Much like dogs, it is said that servicemen and women age at seven times the rate of civilians while on active duty.
Long hours, high standards, and a constantly combat-ready mindset are key factors in this unpublished (read: not real) scientific study that has been conducted by the subjects themselves for over 243 years.
Not convinced? Well, as they say, “the proof is in the pudding,” and what follows is evidence that cannot be denied.
1. Growing gray hair.
There really isn’t too much needed to qualify this statement. Serving in the military will give you gray hair due to the crazy stress service members face during their time in uniform.
A 24-year-old Sgt. after two deployments (Photo by Sgt.

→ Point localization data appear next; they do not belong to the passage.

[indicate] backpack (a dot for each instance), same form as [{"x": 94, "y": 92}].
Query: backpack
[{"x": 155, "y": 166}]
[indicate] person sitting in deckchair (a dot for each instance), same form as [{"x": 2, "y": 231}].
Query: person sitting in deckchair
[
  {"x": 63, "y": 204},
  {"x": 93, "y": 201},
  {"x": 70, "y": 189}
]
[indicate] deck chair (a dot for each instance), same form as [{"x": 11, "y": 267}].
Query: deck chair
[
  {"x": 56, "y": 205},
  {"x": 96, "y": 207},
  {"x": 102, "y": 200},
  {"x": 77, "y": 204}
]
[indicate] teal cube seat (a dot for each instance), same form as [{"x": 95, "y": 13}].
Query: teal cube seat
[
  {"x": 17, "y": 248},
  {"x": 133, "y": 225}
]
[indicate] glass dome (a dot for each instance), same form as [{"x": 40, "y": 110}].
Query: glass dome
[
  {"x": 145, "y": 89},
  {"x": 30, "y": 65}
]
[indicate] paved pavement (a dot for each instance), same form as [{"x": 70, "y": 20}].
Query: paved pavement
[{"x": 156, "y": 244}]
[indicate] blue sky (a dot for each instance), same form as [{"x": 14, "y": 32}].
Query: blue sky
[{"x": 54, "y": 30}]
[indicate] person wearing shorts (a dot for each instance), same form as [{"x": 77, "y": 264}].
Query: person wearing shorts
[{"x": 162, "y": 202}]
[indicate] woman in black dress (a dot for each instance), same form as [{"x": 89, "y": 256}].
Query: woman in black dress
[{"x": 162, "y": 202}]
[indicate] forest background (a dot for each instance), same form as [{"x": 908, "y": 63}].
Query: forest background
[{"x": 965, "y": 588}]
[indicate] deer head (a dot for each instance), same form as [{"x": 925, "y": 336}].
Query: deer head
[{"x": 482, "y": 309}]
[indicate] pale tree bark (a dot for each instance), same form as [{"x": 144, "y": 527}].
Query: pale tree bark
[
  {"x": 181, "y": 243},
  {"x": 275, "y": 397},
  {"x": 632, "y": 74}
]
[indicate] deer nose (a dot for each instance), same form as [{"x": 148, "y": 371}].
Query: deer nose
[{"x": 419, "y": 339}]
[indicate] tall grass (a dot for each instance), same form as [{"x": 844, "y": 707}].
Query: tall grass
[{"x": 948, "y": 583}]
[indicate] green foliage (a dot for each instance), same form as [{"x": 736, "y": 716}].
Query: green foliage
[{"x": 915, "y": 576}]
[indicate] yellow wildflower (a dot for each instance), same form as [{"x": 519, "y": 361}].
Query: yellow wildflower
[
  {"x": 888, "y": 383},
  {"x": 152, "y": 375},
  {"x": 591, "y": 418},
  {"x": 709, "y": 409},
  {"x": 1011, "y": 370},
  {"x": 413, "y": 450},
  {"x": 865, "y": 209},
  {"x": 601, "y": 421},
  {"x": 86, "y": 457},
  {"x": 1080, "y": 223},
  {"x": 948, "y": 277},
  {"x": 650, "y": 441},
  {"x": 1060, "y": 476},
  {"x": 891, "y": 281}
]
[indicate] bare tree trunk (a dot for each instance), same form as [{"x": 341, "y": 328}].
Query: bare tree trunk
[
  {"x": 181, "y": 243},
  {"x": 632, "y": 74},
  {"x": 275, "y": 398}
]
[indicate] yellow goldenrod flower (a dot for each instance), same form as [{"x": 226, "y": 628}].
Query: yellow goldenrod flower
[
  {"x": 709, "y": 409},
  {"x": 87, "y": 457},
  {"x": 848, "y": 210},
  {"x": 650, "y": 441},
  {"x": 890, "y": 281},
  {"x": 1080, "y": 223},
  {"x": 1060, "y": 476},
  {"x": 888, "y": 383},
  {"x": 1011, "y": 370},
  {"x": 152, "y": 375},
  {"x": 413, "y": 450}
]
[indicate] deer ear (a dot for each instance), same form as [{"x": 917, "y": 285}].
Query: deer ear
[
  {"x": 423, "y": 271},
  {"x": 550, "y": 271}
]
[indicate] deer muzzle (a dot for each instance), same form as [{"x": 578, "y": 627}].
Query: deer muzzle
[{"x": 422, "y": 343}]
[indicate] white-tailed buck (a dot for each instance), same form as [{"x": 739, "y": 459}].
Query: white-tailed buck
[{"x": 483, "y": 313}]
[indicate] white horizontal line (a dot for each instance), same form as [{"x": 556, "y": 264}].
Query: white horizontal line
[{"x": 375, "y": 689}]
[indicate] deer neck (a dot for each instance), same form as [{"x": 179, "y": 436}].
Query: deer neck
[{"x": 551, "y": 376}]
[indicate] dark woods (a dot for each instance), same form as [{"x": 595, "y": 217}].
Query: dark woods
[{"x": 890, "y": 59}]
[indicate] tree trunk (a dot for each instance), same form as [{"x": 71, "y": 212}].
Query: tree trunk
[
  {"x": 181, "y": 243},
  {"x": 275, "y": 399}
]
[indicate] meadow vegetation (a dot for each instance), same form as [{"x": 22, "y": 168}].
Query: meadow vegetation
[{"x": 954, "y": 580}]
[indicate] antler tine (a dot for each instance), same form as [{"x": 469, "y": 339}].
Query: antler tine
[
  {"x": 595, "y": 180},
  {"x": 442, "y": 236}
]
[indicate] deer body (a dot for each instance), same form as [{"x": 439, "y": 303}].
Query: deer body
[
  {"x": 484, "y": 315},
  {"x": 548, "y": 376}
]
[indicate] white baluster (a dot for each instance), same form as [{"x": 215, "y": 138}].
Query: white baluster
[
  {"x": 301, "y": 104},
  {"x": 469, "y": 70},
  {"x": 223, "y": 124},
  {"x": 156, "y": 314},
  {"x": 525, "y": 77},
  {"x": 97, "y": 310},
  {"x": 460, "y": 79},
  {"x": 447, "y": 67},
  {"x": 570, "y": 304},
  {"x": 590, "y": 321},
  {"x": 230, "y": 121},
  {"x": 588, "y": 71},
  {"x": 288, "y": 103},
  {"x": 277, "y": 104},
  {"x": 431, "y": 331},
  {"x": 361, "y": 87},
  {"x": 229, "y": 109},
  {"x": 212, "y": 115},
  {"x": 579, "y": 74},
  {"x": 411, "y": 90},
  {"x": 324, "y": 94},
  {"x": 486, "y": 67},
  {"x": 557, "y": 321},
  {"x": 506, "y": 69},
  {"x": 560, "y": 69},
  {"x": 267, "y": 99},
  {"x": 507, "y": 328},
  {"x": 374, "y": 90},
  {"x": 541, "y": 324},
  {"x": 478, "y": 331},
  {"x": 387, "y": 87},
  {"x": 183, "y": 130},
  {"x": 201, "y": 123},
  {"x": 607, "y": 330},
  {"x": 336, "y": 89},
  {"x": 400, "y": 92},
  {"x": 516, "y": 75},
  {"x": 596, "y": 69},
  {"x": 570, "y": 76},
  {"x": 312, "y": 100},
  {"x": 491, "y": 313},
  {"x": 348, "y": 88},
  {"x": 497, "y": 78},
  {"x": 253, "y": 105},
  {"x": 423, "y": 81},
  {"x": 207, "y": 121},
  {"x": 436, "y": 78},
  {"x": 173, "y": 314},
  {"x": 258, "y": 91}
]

Jacob H. Harrer)
2. Making awful noises when standing up.
All branches are included, but we’re highlighting Army and Marine Corps infantry specifically on this one.
Humping heavy packs, digging fighting positions, sleeping outdoors, and sprinting in full battle rattle has left these once-youthful specimens grunting like f*cking elephants any time they try to stand from a seated position.
3. Complaining about kids today.
Deploying overseas can sometimes make it seem like time stands still. You get no new music and you have limited contact with the outside world as pop culture grows and transforms.
This, combined with the mass re-prioritization of values that happens during basic, cultivates some condescending views towards civilians of the same generation.
Accurate. (Image via Terminal Lance)
4. Talking about the good ol’ days.
It’s been said that you must earn your happy memories through hard times. The greater the shared hardship with friends, the happier the memories when reminiscing about it later.
There is no shortage of shared hardship while in good company in the military, so a group of veteran 20-somethings getting together and sharing war stories from the “good ol’ days” is not uncommon.
Just a couple of buddies (Photo by Airman 1st class Alexis C. Schultz)
5. Enjoying black coffee and quiet mornings.
It’s just nice to wake up an hour or so before you need to and enjoy some peace and quiet with a cup of joe.
Most people don’t fully understand this majesty until they are well into their fifties, but sleeping in the field is generally uncomfortable, so appreciating the joys waking up early and having hot coffee is instilled in troops at a much younger age.
6. Talking about driving directions and the weather.
This bleeds over from route selection and weather statuses with regard to mission accomplishment.
It becomes a habit to ensure that when you’re going and how you’re getting there is planned appropriately and military members love discussing these tactics — even if it’s at a BBQ with some beers and buddies.
7. Reading books about war.
People like to read about things that apply to them — subjects they relate to. So, it comes as no surprise that books about war are of interest to the GWOT generation.
That and the exploits of our fathers and grandfathers always seems more badass because of the lack of technologies we are blessed with today.